Plurality Vote

I’m always happy to see electoral reform brought up in the news because, well, our country really needs it. It’s for this reason that I’m glad former Congressman Mickey Edwards took to the Atlantic to address what he feels is a problem with our system – the lack of an absolute majority required for winning congressional races.

I do have a quarrel with a system that allows for the election of members of Congress (or governors or other officeholders) to whom most voters are opposed. Ben Quayle received 22.7 percent of the votes cast in his congressional primary; more than 77 percent of the Republicans who voted in that primary wanted somebody else to be their congressman. Quayle received just over 14,000 votes; more than 48,000 voted for somebody else, despite the fact that Quayle was the best known and most visible of the candidates. Running in a heavily Republican district, he will almost certainly become a member of Congress in January, representing a community that did not want him in that job.

While I agree that 22.7 percent isn’t a high mandate, I think his analysis is flawed. Edwards is referring to a primary election and primary elections are a different event from a general. Edwards claims that because Quayle was running in a heavily Republican district, he will almost certainly win, and therefore be “representing a community that did not want him in that job.” This is pretty misleading. Just because a majority of Republican primary voters didn’t vote for him in a (semi-closed) primary, doesn’t mean that they don’t want him in that job, it just means that in a multi-candidate primary, many had other first choices. If he really does win in November, it will most likely be because all of those other primary voters, plus many others, will eventually pull the lever for him. I’m willing to bet the vast majority of partisans, and a significant amount of soft-partisans, are pretty ready to vote on party ID and not care a great deal about the individual name behind it.  Just because the most active partisans’ did not get their first choice, does not mean the system isn’t fair.
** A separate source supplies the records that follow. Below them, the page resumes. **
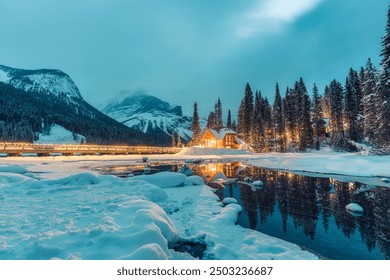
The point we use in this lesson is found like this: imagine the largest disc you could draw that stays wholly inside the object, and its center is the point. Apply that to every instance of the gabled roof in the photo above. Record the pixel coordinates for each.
(220, 133)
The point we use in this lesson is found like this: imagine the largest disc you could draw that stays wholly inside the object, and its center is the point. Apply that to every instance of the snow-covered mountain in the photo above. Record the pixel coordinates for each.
(33, 102)
(148, 113)
(46, 81)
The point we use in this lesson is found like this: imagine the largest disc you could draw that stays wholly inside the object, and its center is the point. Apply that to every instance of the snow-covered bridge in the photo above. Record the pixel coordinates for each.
(18, 149)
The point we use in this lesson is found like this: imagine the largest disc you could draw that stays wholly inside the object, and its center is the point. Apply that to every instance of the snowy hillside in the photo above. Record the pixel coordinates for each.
(49, 81)
(60, 135)
(147, 113)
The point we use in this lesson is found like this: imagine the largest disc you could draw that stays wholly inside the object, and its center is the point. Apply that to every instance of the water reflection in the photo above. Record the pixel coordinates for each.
(311, 211)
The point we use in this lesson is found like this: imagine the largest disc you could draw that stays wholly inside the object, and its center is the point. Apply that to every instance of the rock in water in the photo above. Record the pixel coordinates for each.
(353, 207)
(258, 183)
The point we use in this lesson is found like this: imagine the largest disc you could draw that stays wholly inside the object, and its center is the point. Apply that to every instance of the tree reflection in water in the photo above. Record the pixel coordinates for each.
(311, 212)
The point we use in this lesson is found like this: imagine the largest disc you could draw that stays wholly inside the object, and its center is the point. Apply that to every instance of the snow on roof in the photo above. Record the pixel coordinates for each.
(220, 133)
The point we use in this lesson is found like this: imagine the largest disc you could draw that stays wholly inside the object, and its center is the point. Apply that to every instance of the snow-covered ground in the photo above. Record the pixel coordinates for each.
(60, 135)
(88, 216)
(60, 207)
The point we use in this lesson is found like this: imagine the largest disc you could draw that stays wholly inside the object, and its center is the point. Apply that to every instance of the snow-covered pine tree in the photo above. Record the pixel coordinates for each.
(179, 143)
(278, 120)
(173, 139)
(382, 98)
(306, 129)
(317, 116)
(368, 89)
(211, 120)
(229, 120)
(351, 106)
(247, 112)
(218, 114)
(240, 120)
(268, 125)
(234, 125)
(257, 129)
(195, 126)
(336, 113)
(288, 116)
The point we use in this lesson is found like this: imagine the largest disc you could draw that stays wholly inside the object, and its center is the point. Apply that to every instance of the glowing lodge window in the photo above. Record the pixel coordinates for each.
(229, 140)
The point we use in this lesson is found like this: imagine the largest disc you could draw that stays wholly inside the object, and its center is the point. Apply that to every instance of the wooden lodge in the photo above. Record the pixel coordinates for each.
(220, 138)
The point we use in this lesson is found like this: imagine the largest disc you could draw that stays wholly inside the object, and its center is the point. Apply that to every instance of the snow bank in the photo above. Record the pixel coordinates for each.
(163, 179)
(211, 151)
(13, 169)
(354, 207)
(83, 217)
(60, 135)
(87, 216)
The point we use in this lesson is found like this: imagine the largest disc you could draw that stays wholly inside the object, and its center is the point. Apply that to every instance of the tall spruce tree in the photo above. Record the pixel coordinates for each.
(351, 107)
(257, 130)
(229, 120)
(369, 100)
(306, 129)
(218, 114)
(195, 126)
(382, 98)
(246, 114)
(278, 120)
(211, 120)
(317, 116)
(336, 113)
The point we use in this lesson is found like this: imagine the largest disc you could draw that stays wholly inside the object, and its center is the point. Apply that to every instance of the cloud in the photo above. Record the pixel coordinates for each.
(273, 15)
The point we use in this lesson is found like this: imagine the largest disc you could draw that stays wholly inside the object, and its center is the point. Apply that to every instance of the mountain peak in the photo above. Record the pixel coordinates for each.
(147, 113)
(50, 81)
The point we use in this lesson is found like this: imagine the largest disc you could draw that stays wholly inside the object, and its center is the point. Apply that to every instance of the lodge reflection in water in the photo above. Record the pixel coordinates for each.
(313, 205)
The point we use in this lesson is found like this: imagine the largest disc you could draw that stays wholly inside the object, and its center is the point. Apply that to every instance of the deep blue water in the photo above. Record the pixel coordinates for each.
(310, 212)
(304, 210)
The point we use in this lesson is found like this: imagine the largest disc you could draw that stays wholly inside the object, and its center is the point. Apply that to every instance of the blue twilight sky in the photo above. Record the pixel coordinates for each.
(184, 51)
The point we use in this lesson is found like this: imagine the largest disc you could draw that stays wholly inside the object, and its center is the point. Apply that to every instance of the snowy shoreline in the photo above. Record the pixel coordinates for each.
(67, 210)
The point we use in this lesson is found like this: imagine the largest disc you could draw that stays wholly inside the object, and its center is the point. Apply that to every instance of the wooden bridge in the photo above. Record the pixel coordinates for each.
(19, 149)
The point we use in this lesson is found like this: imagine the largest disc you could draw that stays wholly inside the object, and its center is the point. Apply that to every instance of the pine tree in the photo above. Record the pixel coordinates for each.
(229, 120)
(211, 120)
(196, 130)
(248, 112)
(234, 125)
(179, 143)
(257, 129)
(317, 116)
(336, 112)
(278, 120)
(351, 107)
(306, 129)
(173, 139)
(368, 90)
(218, 114)
(382, 93)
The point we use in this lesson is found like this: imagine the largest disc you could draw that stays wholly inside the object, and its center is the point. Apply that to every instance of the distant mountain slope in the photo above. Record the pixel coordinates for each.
(31, 101)
(149, 114)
There is one logical fix to what Edwards is concerned about, Instant Runoff Voting (IRV), but he dismisses it for a strange reason.

The problem with proposed “instant runoffs,” which would allow the reassigning of votes that had been given to “other” candidates, is that voters would be denied that opportunity to directly compare the policies and personas of the two remaining choices.

This is somewhat silly. The whole point of IRV – or Alternative Voting as it is known outside the US – is that a voter can rank their choices, so there should be no need to reevaluate from the two remaining candidates. Voters who chose from the top two candidates obviously supported one over the other, and voters who chose the eliminated candidates would have their backup votes go to the remaining two. In other words, they clearly already “compared” the two remaining choices in their initial ballot. Edwards displays an example of where IRV would have helped later on in his piece:

Supporters of Attorney General Bill McCollum have complained that it was the presence of a “minor” third candidate (who received only 10 percent of the vote) that allowed wealthy outsider Rick Scott to edge McCollum by three percentage points in the race for governor. Neither candidate got a majority (Scott received 46 percent of the vote, meaning he was opposed 54-46), and Florida has no runoff elections that would have permitted a Scott-McCollum faceoff.

If there were an IRV system, the minor candidate’s votes would have been reallocated to their supporters’ second choice, and we would have a definitive answer as to whether they were actually a spoiler or not.

Edwards goes on to correctly note that some states do have a majority runoff system, but fails to evaluate whether they are actually better.

With the exception of several states, mainly in the South and Southwest, majority support is usually not a factor in elections. In those states — often, amazingly, dismissed as “unsophisticated” — nobody can win an office of public trust absent that all-important ingredient: the support of the majority of those voters who took part in the elections.

I don’t dismiss these as “unsophisticated” but I do dismiss them as unproductive. For one, the record on runoffs does not seem to solve Edwards’ problem of lack of popular support. In my old state of North Carolina, Elaine Marshall and Cal Cunningham recently battled for the Democratic nomination for US Senate. Both competed with four other candidates in the first round of voting, before Marshall defeated Cunningham in the runoff. So what’s the problem with this? In the first round 425,343 voters turned out, while the runoff saw that number drop to 159,081. In other words, even less voters determined the nominee than before. This shouldn’t be surprising as primaries normally have pretty low turnout; why would we expect a second round to be any different?   It’s also important to note that runoffs discriminate against the numerical minority in any given district. So yes, there is a cost with this system, and that is that typically minority candidates in non-minority districts have a harder time winning primaries.

Edwards is right to notice something is wrong with the way we send people to Congress, but his suggestions, like most other US electoral reform ideas, are just cosmetic fixes. They may make things better on the margins, but fail to address the underlying problems with the system we use.